Проблема выбора всегда была для Леонида Бородина определяющей, и символическое название одной из лучших его повестей — “Третья правда” — говорит само за себя. Долог путь был от “Третьей правды” к отчеканенному недавно — “Без выбора” — так называется книга воспоминаний. И одна из вех на этом пути — рассказ “Коровий разведчик”, герой которого, бывший фронтовик , убивший невесту за сожительство с немцем, прошедший и адский огонь, и ледяную воду, оказывается в зауральской деревне, где подряжается на должность “коровьего разведчика”— искателя отбившихся от колхозного стада коров. Люди принимают его как своего, но не становятся ему своими. Более того — вся мирная жизнь этого медвежьего угла, его собственная возможность делать дюдям добро — возвращать в дом кормилиц — настолько не по нутру Федору, что однажды он не выдерживает. “—Давай, расскажи мне, для чего я выжил! Для чего, а?! ... Для коров ваших обосранных? Какие люди гибли по делу и по случаю! Такие люди! А я сберегся... Тут ваш хохол и подловил меня в буфете железнодорожном... И тебя, дуру, мне подстелил! Ты хоть понимаешь, что он ради международного положения тебя мне подсунул?” Марья, сожительница Федора, этого бреда не понимает и понять не может. Она продолжает вспоминать своего погибшего мужа, но кажется в эту секунду, что “коровий разведчик” готов разрядить в нее всю обойму, как в ту, прежнюю, “падлу”. В конце концов обойма разряжается. Но не в человека, а в заблудшую корову, которую перед уходом из деревни навсегда Федор расстреливает “за дезертирство”.

Каждое его слово “словно гвозди вбивало во что-то живое и пригово-ренное”. Поистине — “без выбора”. Такова и авторская речь Бородина, тональность которой выдержана на протяжении всей книги.

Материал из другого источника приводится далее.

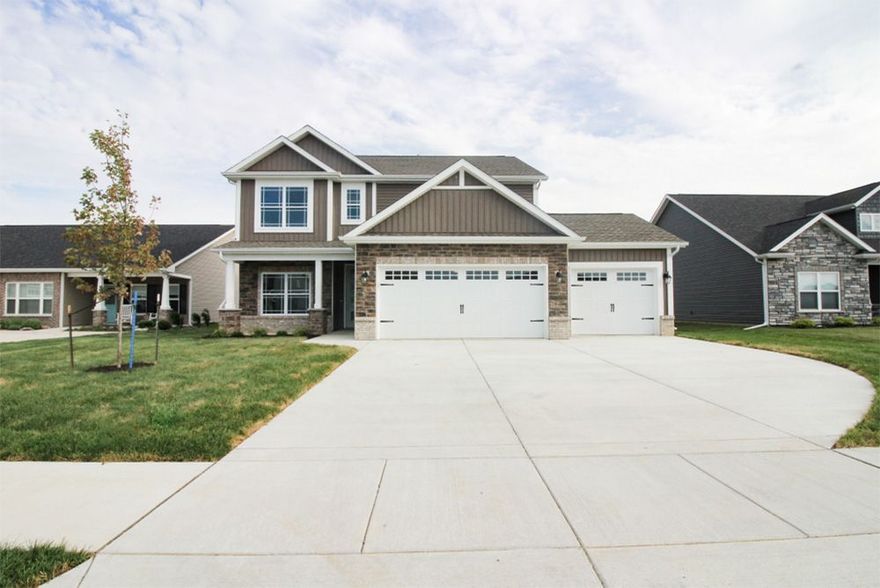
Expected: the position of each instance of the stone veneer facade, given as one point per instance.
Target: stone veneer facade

Полная в этом отношении противоположность Леониду Бородину — Владимир Крупин. Его повесть “Люби меня, как я тебя” фабульно несхожа с бородинским “Лютиком — цветком желтым”. Только героиня повести Саша, как и Лютик, страдает неизлечимой болезнью, дни ее сочтены, а для героя вся радость жизни, да что там, вся жизнь сосредоточена в ней. Деклара-тивный, назидательный в статьях и выступлениях Крупин совершенно меняется в своей художественной прозе. Он как автор и здесь не остается вне художественного полотна, он явно присутствует в нем. Но его интонация расслабленно-текуча, поток жизни не прерывается инвективами, авторское сострадание, ненависть, неприятие, сожаление — все растворено в его поло­водье, как соль. Присутствие ощутимо, но не давит на читательское сознание, а вызывает на диалог в том же мирном, слегка убаюкивающем тоне.

Саша — не идеал, заслоняющий всю остальную реальность. Герой эту реальность видит и трезво оценивает. Но душа уже полна иным, и смерть любимого человека он переживает не как крушение мироздания, подобно герою Бородина, “жившего в эпоху поголовного трепа”, а как обрыв самого сущностного, жизнедеятельного, что было в нем самом. Может быть, его жизнь и будет продолжаться, но уже в совершенно иной системе координат. Нет уже того, без чего он себя не мыслил. “Батюшка дал мне пасхальное, сверкающее яйцо. И еще какая-то женщина подарила, такое пестренькое. И еще нищенка у выхода. Я бережно нес их, думая, что лучше не ложиться спать, а сразу ехать. В поезде высплюсь. Позвоню, поздравлю и поеду.